Farmhouse Cooking returns January 20, with Val Colvin, farmer’s wife and expert cook!
She’ll be cooking up some Butternut Squash in several recipes (see below). If you’re intimidated by this squash, don’t be! First, do you know what it looks like? See if you can pick the Butternut out of this lineup:
Did you pick the one on the left? That’s BUTTERNUT!
Carefully cut the Butternut squash in half lengthwise, using a large knife. Here’s a safe way to cut a hard shelled squash.

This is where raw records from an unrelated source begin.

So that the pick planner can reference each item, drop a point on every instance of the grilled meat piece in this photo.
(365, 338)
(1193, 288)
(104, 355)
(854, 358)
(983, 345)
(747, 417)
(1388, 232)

Place cut squash on baking pan, cut side down, with enough water to put cover the bottom of the pan with about 1/2”. Bake at 350 degrees, until knife inserted easily pierces the skin, approximately 30-40 minutes. If you’re not pressed for time let the squash cool until you can handle it easily.
Gently turn the squash over and carefully remove the seeds using an ice cream scoop or large spoon. Mash by either putting into a mixer and whipping or by using a potato masher. Add butter to taste. This makes a great side dish to replace potatoes or rice in a meal.

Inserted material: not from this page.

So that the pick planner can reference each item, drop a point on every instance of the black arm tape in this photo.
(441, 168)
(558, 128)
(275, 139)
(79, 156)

FEATURED RECIPES FROM MARKET
Butternut Squash Bake (featured at market Jan. 20)
- 1/3 C. butter
- 3/4 C. sugar
- 2 eggs
- 2/3 C. evaporated milk or cream
- 1 tsp. vanilla
- 1 tsp. pumpkin pie spice
- 3 C. mashed butternut squash
- 1/2 C. sugar
- 1/2 C. chopped pecans
- 1/3 C. flour
- 3 T. melted butter
- Cream butter and sugar. Beat in eggs, milk, vanilla and spice. Stir in squash. Pour into a buttered casserole dish. Combine remaining ingredients and sprinkle over casserole. Bake at 350 degrees for 45 minutes.
Cabin Fever Squash Casserole
- 2 c. mashed winter squash
- 4 slices of bacon
- ½ c. chopped onion
- 2/3 c. grated cheddar cheese
- ¼ t. salt
- dash Tabasco or black pepper
- ¼ c. buttered bread crumbs
Bake winter squash on baking pan, cut side down with enough water to put about 1/2” in the pan. Bake until knife inserted easily pierces the skin. Gently turn the squash over and carefully remove the seeds. I use an ice cream scoop or large spoon to scoop out the soft flesh, leaving the tough outer skin of the shell.

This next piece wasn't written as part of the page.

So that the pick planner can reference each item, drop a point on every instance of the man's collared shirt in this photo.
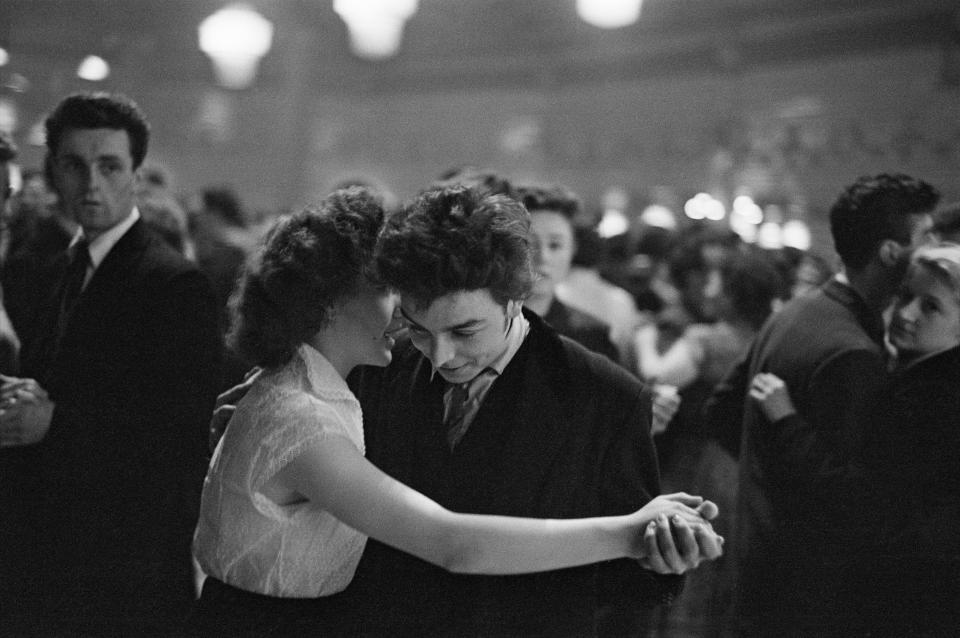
(100, 247)
(478, 387)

Put the squash into medium bowl. Fry bacon until crisp; crumble into squash. Leave about 1 T. drippings in skillet. Fry onion in drippings until transparent; add to squash. Add cheese. Add salt and Tabasco sauce or pepper; mix well. Put in a buttered baking dish; top with bread crumbs. Bake at 350 degrees until heated through and crumbs begin to brown –about 25 minutes,
Butternut Squash Muffins
- 3 eggs
- 1 C. Colvin Family Farm Honey or Sorghum Molasses
- 1/2 C. Coconut Oil
- 1 tsp. vanilla
- 2 C. grated raw butternut squash
- 2 C. soft whole wheat flour (unbleached can be used in a PINCH)
- 1 t. baking soda
- 1 t. salt
- 1 1/2 t. cinnamon
- 1/4 t. nutmeg
- 1/2 C. chopped nuts (optional)
1. Peel and grate butternut squash. Set aside.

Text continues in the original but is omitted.